Similarly, Sri Lanka could also work towards adopting modern distribution services and warehousing in order to secure clients in this competitive market. Currently, there are talks of encouraging Multi-Country Consolidation (MCC) services,36 where half-full container loads are brought to Sri Lanka and cargo is reshuffled into full container loads and shipped to the destination country. These types of logistics services would complement Sri Lanka’s vision of becoming a stronger transshipment hub and would help it fully exploit the scale economics opportunity offered by Sagarmala.

VII. Conclusion

Sagarmala’s infrastructure-led development strategy and the repeal of the cabotage law are likely to boost India’s maritime sector by a large scale. Though this might mean increased competition within the region, especially for Colombo, one could argue that infrastructure development alone won’t be enough to capture more market share. Especially when Colombo performs better in terms of port operational efficiency than most Indian ports. However, Colombo should take advantage of the scale economics Sagarmala could offer and leverage regional agreements to further strengthen as a transshipment hub. India’s progression is inevitable but by being proactive, Colombo may be able to retain its market share and hold a temporary advantage.

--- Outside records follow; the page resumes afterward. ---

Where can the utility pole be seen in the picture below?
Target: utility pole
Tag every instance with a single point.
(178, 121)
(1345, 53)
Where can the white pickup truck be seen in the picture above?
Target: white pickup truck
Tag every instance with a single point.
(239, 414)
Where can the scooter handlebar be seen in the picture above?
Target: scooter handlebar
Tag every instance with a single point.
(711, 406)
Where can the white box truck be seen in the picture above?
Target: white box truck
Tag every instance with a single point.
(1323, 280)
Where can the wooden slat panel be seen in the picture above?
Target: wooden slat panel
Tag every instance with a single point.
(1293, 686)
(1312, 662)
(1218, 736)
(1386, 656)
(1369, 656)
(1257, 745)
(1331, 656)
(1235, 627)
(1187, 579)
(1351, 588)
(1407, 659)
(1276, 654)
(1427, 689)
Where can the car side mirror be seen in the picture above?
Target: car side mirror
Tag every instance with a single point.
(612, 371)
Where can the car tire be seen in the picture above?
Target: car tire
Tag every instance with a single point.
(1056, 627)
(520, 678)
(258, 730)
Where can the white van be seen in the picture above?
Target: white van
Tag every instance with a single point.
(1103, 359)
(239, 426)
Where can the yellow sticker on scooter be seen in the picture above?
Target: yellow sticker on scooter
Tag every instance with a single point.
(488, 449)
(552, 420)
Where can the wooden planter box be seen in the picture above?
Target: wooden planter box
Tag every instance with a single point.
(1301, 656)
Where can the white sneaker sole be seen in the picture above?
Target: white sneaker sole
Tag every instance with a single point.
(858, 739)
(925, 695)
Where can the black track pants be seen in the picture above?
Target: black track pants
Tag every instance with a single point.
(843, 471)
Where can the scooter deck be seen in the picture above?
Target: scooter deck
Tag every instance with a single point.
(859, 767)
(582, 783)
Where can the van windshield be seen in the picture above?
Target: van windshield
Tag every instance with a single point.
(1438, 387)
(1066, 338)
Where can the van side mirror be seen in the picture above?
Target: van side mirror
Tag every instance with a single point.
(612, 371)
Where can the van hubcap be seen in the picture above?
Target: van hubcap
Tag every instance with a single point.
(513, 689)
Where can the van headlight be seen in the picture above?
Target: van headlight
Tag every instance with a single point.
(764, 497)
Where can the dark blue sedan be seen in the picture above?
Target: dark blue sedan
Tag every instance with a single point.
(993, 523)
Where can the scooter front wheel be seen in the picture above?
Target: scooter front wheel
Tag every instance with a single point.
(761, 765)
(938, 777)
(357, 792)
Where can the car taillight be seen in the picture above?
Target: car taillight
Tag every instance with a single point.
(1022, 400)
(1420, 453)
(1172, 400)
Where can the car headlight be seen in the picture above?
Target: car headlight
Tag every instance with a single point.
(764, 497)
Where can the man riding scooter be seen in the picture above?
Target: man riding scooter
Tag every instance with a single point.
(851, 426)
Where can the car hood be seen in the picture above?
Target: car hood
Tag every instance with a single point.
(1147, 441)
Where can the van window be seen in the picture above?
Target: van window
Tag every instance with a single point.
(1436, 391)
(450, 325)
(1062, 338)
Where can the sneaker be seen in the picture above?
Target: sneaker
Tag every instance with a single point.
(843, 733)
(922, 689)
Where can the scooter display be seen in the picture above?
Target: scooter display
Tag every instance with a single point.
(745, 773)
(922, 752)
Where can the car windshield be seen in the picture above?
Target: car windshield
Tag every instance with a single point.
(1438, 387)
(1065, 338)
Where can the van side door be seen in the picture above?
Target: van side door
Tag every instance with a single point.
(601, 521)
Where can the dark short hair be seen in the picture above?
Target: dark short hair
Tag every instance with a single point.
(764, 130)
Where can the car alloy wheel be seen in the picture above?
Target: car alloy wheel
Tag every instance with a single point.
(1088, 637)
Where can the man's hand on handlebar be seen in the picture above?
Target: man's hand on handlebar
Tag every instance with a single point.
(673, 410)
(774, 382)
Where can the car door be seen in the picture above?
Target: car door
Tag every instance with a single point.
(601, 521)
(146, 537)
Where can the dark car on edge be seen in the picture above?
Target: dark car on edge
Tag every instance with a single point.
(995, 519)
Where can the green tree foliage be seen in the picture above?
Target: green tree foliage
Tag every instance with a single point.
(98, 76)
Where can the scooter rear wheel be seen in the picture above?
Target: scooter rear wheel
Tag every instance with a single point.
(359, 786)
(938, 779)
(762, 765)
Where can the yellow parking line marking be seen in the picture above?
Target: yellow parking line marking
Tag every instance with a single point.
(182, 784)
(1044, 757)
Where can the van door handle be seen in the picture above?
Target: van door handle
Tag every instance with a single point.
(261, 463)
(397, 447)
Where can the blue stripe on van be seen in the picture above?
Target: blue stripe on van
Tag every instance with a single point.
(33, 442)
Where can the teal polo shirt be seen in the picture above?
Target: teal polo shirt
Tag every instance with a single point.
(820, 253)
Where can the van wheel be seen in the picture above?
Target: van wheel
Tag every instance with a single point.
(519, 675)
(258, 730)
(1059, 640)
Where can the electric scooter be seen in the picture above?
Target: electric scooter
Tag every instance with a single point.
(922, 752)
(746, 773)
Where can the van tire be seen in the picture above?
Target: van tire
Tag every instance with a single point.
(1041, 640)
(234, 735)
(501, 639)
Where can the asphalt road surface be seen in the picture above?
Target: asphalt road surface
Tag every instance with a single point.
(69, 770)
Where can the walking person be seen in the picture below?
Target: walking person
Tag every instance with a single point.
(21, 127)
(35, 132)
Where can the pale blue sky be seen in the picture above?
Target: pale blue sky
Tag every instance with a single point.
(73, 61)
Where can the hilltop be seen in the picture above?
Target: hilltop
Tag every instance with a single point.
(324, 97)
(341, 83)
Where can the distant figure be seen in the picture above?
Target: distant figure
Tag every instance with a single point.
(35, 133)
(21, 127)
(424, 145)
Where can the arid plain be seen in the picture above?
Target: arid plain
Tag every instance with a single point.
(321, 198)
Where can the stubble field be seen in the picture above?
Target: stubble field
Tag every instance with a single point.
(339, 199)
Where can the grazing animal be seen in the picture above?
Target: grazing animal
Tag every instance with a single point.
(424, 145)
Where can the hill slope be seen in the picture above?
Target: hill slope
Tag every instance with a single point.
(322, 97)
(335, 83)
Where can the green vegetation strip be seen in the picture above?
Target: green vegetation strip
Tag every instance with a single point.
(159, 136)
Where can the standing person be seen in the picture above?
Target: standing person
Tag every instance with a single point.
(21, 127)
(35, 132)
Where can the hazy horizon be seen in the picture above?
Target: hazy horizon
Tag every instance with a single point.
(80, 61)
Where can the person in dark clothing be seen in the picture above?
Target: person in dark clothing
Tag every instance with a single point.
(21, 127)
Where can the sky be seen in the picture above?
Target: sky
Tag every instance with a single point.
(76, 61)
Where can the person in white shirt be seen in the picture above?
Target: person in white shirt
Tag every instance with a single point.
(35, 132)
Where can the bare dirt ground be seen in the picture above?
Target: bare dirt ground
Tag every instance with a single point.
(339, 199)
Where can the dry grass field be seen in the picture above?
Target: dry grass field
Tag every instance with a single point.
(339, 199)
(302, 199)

Nevertheless, Sri Lanka should not rest on her laurels. In order to remain competitive, Sri Lanka should strengthen its national port development strategy and address bottlenecks that constrain the shipping and port industry. Increasing capacity through reviving the East Terminal37 at the Colombo Port and investing in infrastructure and other ancillary services would allow further growth.

Implementing forward-looking policy would enable Colombo to be better able to accommodate future demand and be better equipped to indirectly benefit from initiatives such as Sagarmala.